Student Seminar Series - October 25, 2005
University of Minnesota
School of Statistics
College of Liberal Arts

Penalized Regression Methods and Validation, with Particular Focus on Chemometric Data


Jessica Kraker


Tuesday, October 25, 2005
3:15 PM, 300 Ford Hall
Minneapolis, East Bank Campus

Refreshments at 2:45 PM
300 Ford Hall


Abstract

Quantitative Structure Activity/Property Relationship (QSAR/QSPR) models are general methods used in the area of chemometrics to predict a biological activity or property (such as toxicity) of a compound based on $p$ chemical descriptors of various types. In this context of underdetermined models ($p > n$, where $n$ is the number of observed responses) with possibly large multicollinearities, there are two basic goals: (1) obtaining a predictive model and (2) effect quantification. Various regression models exist to address such goals: methods for coefficient variance reduction (such as PCR, PLS and ridge regression) and predictor thinning methods (such as the LASSO and elastic net).
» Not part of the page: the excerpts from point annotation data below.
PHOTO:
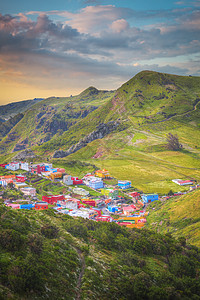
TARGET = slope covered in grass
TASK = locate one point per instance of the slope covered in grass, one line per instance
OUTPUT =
(48, 256)
(179, 216)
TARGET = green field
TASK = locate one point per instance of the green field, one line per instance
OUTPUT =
(179, 216)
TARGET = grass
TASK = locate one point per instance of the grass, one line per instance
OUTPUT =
(178, 216)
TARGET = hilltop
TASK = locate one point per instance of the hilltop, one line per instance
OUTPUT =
(178, 216)
(44, 255)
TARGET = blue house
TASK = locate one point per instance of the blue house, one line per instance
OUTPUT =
(147, 198)
(96, 184)
(124, 184)
(112, 208)
(26, 206)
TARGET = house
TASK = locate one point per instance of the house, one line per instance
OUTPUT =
(56, 175)
(70, 204)
(124, 184)
(40, 169)
(76, 180)
(61, 170)
(21, 178)
(134, 194)
(51, 199)
(128, 210)
(147, 198)
(13, 166)
(67, 179)
(102, 173)
(4, 180)
(182, 182)
(13, 205)
(89, 202)
(104, 218)
(111, 193)
(24, 166)
(96, 183)
(80, 191)
(112, 209)
(28, 191)
(27, 206)
(41, 205)
(19, 185)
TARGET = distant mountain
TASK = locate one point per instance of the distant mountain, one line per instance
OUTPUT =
(123, 130)
(50, 117)
(12, 109)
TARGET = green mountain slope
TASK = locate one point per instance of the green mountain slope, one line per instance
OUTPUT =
(179, 216)
(12, 109)
(146, 108)
(49, 256)
(51, 117)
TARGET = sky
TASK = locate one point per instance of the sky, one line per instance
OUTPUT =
(59, 48)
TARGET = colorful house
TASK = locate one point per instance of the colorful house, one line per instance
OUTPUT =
(128, 210)
(76, 180)
(27, 206)
(102, 173)
(124, 184)
(21, 178)
(13, 166)
(96, 183)
(24, 166)
(90, 202)
(56, 175)
(80, 191)
(67, 179)
(182, 182)
(41, 205)
(147, 198)
(51, 199)
(112, 209)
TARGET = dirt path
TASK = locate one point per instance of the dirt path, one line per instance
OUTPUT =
(79, 282)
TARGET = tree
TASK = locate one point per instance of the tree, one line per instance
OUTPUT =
(173, 142)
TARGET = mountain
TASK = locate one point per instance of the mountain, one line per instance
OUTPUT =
(123, 130)
(44, 255)
(178, 216)
(12, 109)
(50, 117)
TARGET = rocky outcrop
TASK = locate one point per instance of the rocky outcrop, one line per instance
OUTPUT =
(101, 131)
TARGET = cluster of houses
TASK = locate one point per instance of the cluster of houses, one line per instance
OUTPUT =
(110, 206)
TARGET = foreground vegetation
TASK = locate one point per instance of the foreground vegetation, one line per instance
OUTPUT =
(46, 255)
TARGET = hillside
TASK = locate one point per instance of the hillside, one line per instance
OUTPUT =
(50, 256)
(178, 216)
(51, 117)
(12, 109)
(123, 131)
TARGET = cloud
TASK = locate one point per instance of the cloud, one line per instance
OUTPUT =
(102, 44)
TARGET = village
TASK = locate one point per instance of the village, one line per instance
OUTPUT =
(94, 196)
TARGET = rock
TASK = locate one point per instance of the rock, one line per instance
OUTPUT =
(101, 131)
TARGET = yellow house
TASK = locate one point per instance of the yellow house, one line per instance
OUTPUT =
(102, 173)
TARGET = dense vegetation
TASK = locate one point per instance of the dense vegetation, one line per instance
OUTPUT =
(5, 127)
(48, 256)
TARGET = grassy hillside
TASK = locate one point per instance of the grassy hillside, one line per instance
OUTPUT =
(49, 256)
(51, 117)
(12, 109)
(148, 107)
(179, 216)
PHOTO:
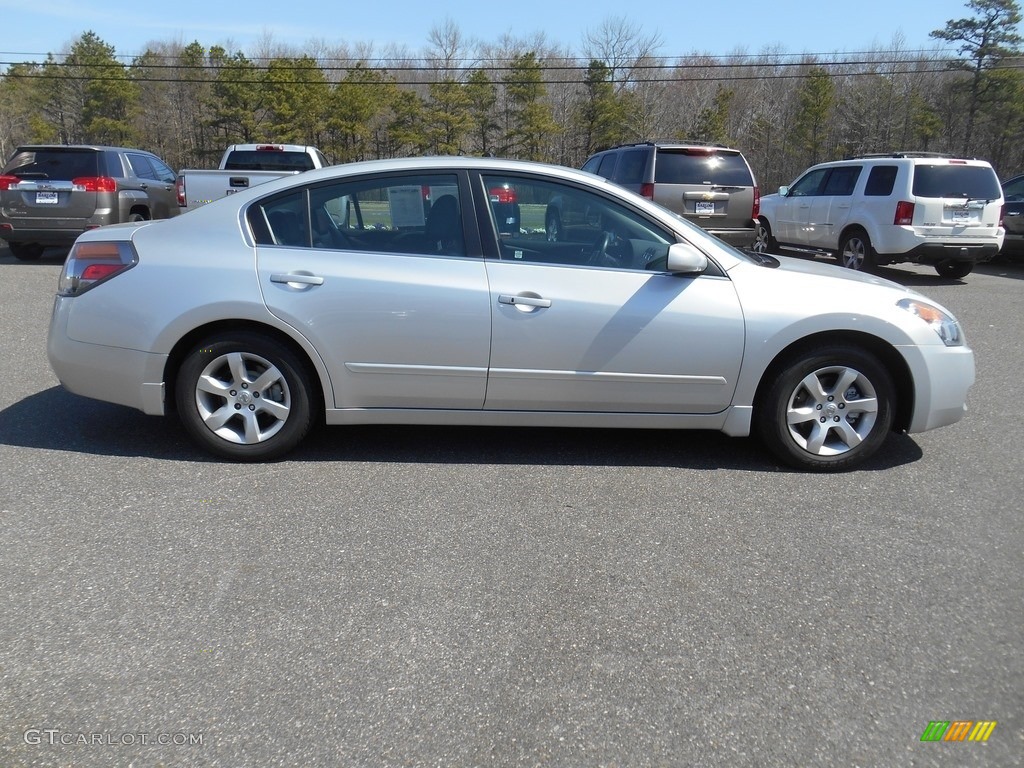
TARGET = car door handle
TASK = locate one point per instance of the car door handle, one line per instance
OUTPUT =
(523, 300)
(305, 280)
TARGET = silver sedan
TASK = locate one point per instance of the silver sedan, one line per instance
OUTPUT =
(429, 291)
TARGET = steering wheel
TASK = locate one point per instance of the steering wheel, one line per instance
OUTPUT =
(600, 256)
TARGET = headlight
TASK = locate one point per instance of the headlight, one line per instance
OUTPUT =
(943, 324)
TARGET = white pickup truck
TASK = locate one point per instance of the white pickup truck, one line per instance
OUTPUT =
(243, 166)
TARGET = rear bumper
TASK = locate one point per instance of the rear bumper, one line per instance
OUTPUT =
(126, 377)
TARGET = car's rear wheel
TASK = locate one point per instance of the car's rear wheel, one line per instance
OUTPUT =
(244, 396)
(855, 251)
(764, 241)
(26, 251)
(827, 409)
(952, 269)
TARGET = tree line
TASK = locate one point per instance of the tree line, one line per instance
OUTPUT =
(535, 100)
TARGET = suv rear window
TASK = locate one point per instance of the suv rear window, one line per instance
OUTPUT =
(61, 165)
(246, 160)
(971, 181)
(701, 167)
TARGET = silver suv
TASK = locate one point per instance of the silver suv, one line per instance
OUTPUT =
(710, 184)
(883, 209)
(50, 194)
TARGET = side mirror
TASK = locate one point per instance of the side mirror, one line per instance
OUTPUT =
(685, 259)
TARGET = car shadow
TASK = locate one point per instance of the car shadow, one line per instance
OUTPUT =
(56, 420)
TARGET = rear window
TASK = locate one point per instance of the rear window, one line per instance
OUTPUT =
(54, 165)
(971, 181)
(701, 167)
(253, 160)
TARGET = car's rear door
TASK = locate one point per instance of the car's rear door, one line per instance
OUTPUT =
(398, 311)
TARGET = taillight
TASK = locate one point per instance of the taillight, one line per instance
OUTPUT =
(94, 183)
(503, 194)
(91, 263)
(904, 213)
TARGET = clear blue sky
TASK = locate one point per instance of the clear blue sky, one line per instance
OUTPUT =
(33, 28)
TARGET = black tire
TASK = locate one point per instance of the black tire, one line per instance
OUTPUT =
(221, 406)
(855, 251)
(764, 241)
(953, 269)
(827, 409)
(26, 251)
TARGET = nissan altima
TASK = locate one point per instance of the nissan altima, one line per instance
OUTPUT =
(428, 291)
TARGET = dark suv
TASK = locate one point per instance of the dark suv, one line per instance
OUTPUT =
(50, 194)
(710, 184)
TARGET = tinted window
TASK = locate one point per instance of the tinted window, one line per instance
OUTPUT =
(141, 166)
(808, 184)
(881, 181)
(631, 167)
(268, 161)
(955, 181)
(564, 224)
(62, 165)
(701, 167)
(842, 180)
(417, 214)
(607, 166)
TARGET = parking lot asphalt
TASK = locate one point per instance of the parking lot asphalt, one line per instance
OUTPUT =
(462, 597)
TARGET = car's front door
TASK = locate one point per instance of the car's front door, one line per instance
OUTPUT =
(591, 324)
(375, 272)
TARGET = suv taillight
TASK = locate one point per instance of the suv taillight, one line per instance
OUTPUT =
(89, 263)
(94, 183)
(904, 213)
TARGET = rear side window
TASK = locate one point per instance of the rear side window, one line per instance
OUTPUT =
(246, 160)
(971, 181)
(701, 167)
(631, 167)
(881, 181)
(59, 165)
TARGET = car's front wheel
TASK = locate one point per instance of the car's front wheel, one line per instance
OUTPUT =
(827, 409)
(244, 396)
(855, 251)
(764, 242)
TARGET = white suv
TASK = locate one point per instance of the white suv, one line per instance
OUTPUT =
(882, 209)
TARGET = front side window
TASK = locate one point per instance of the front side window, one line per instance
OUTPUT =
(808, 184)
(560, 223)
(842, 180)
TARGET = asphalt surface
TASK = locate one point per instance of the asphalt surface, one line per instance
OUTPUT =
(495, 597)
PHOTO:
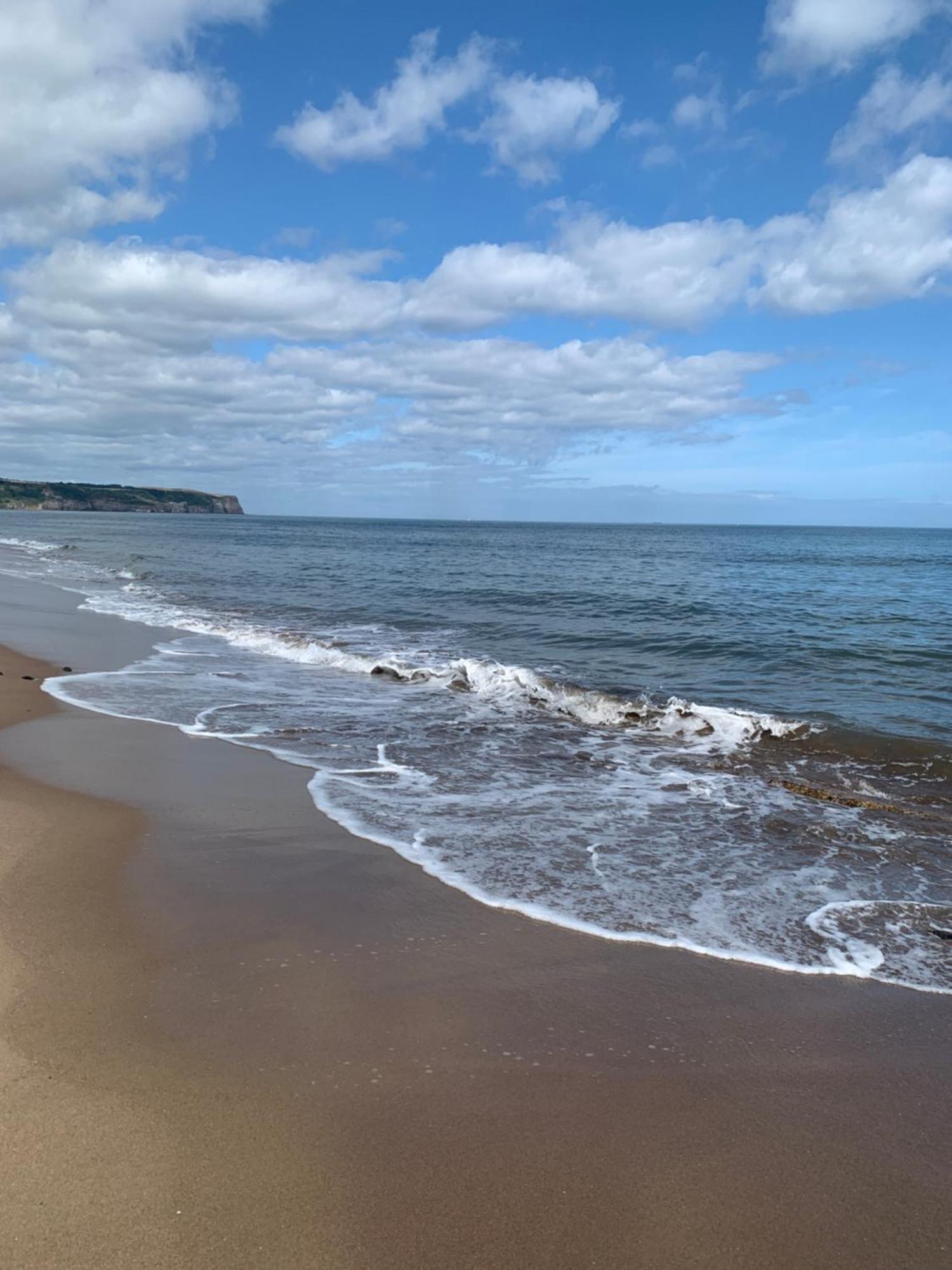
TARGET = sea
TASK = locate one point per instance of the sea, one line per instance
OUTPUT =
(736, 741)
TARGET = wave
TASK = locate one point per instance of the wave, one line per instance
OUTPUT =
(496, 683)
(667, 822)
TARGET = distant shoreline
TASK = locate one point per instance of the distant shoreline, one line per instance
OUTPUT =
(23, 496)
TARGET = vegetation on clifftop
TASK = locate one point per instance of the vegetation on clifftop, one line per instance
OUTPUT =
(76, 497)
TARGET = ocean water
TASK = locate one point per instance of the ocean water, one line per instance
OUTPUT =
(729, 740)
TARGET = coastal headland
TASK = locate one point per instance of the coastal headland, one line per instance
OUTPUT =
(234, 1036)
(27, 496)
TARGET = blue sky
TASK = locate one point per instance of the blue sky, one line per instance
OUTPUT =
(675, 262)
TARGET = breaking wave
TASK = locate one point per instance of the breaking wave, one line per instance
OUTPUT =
(722, 831)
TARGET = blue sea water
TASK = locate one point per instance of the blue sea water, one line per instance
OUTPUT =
(732, 740)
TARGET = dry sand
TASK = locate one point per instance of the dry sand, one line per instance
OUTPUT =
(238, 1037)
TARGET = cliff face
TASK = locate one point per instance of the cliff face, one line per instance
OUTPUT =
(69, 497)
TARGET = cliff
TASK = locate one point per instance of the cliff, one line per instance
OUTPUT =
(70, 497)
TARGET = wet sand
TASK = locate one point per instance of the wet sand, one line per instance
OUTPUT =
(235, 1036)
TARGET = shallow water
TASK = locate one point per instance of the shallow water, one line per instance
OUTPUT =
(724, 739)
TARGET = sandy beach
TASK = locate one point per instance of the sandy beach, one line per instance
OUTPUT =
(235, 1036)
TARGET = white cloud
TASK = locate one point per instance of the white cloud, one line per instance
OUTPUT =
(402, 116)
(672, 275)
(855, 250)
(534, 120)
(804, 36)
(182, 299)
(105, 394)
(696, 111)
(525, 121)
(866, 248)
(95, 95)
(659, 157)
(896, 107)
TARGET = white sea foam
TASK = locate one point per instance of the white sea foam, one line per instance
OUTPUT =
(631, 820)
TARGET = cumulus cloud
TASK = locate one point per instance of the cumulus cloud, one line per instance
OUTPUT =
(851, 251)
(525, 121)
(95, 95)
(672, 275)
(183, 299)
(805, 36)
(897, 107)
(402, 115)
(534, 120)
(422, 398)
(866, 248)
(701, 111)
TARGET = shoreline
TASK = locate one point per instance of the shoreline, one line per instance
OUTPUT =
(282, 1046)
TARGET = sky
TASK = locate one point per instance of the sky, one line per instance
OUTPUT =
(687, 262)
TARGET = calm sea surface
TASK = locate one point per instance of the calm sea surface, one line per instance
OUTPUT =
(732, 740)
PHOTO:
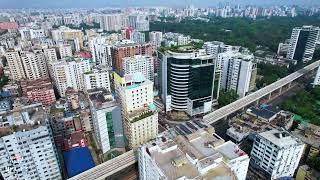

All these models require the selection of one or more ``meta-parameters''; the utilization of cross-validation will be discussed. I will present an overview of the various applicable methods for underdetermined models, along with a general approach to the penalized regression model (which includes ridge regression, LASSO and elastic net as particular cases). I also propose a penalized regression model utilizing the L1-norm loss function, designed to address some of the particular aspects of common chemical descriptors (in particular, sparsity and/or high multicollinearity).